Ele é médico e diz que, por questões éticas, é preciso defender a vida desde o momento da conceção. Ele é um homem que está muito comprometido com a saúde das pessoas e que agora lidera um movimento muito importante na Organização Mundial da Saúde de luta contra as doenças crónicas não transmissíveis. O Uruguai foi o primeiro país da América Latina que proibiu fumar nos espaços fechados e que começou com a ideia dos maços de tabaco sem marca, sendo alvo de um processo da Philip Morris. Ganhámos esse processo com grandes debates internacionais e discussões. Agora começamos a trabalhar contra o consumo abusivo do álcool, educando a população mais jovem, proibindo a bebida a quem conduz, a taxa de alcoolemia é zero, aconselha--se as mulheres grávidas a não consumir álcool, assim como aos menores de 18 anos. E desde o primeiro governo de Tabaré Vázquez que é obrigatória a educação física nas escolas para promover o desporto em todas as idades. Estamos dedicados a lutar contra a obesidade infantil que já começa a ser preocupante.

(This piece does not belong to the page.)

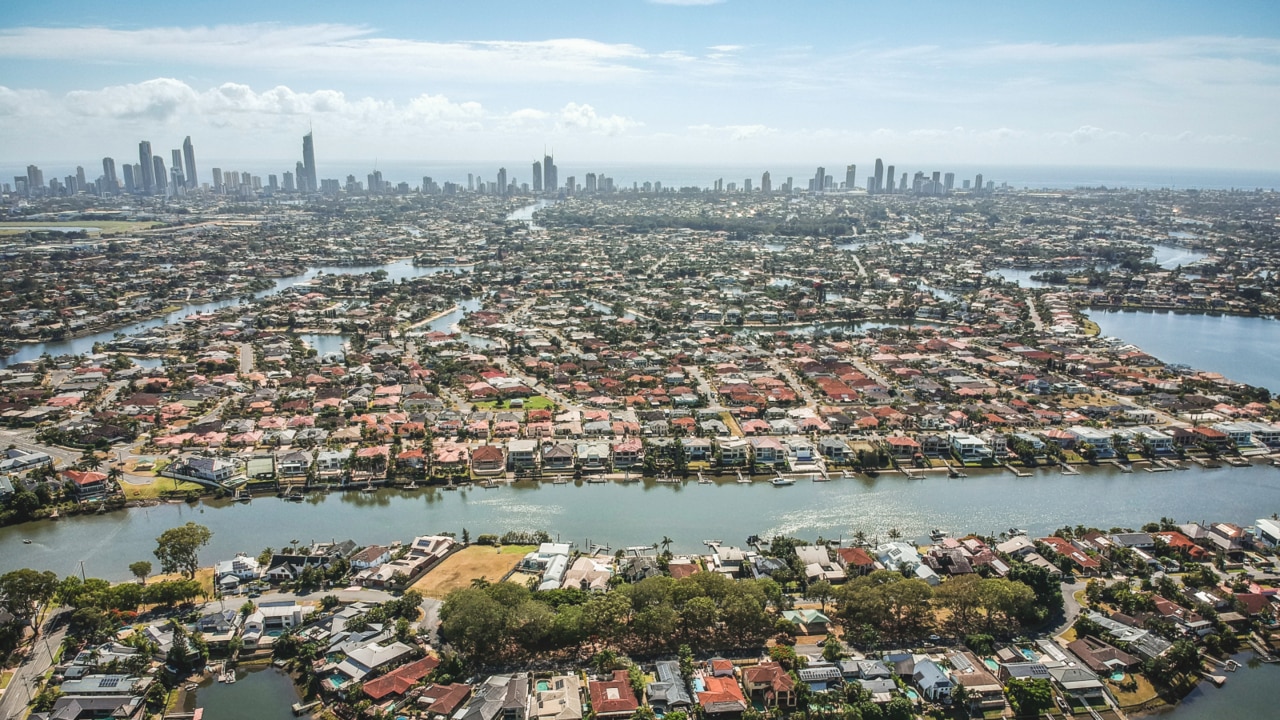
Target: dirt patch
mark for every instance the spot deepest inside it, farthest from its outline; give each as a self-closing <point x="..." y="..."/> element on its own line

Que impacto teve a eleição de José Mujica como presidente em 2010?

Mujica, que atualmente é senador, teve a capacidade de prestar atenção ao que a sociedade reclamava. Além disso, as características pessoais de Mujica fazem que seja um ex-presidente mundialmente conhecido. É uma pessoa muito franca. O que pensa diz de imediato, uma postura com que se identifica o cidadão comum que não tem retórica para apresentar os problemas.

Ainda tem influência?

Sim. Em primeiro lugar porque mantém uma relação muito estreita com o atual presidente, porque são do mesmo partido. Também porque Mujica continua a ser uma pessoa muito ouvida, um homem muito equilibrado e muito aberto ao diálogo. Sempre que há dois setores sociais em confronto é procurado para mediar.

Qual é o objetivo da sua visita a Lisboa?

O Uruguai tem fortes laços com Portugal. A Colónia de Sacramento mantém toda a arquitetura portuguesa, de quando os portugueses estiveram no Rio da Prata, e temos interesse em manter vivo esse vínculo entre os países. Porque apesar de, numericamente, a população descendente dos portugueses ser menor do que a descendente de espanhóis ou italianos, existe uma colónia importante e laços afetivos e culturais. Ao Uruguai interessa tudo o que tem que ver com o desenvolvimento científico e tecnológico que fez Portugal. Queremos um maior desenvolvimento da investigação e interessa-nos ter convénios que permitam o intercâmbio de investigadores, de cientistas. Interessa também o relacionamento fluido em tudo o que tem que ver com o ensino do idioma. Já se incorporou o ensino do português em todas as escolas de fronteira com o Brasil, que é uma fronteira longa. Nós dizemos que os uruguaios falam portunhol, mas queremos que falem português.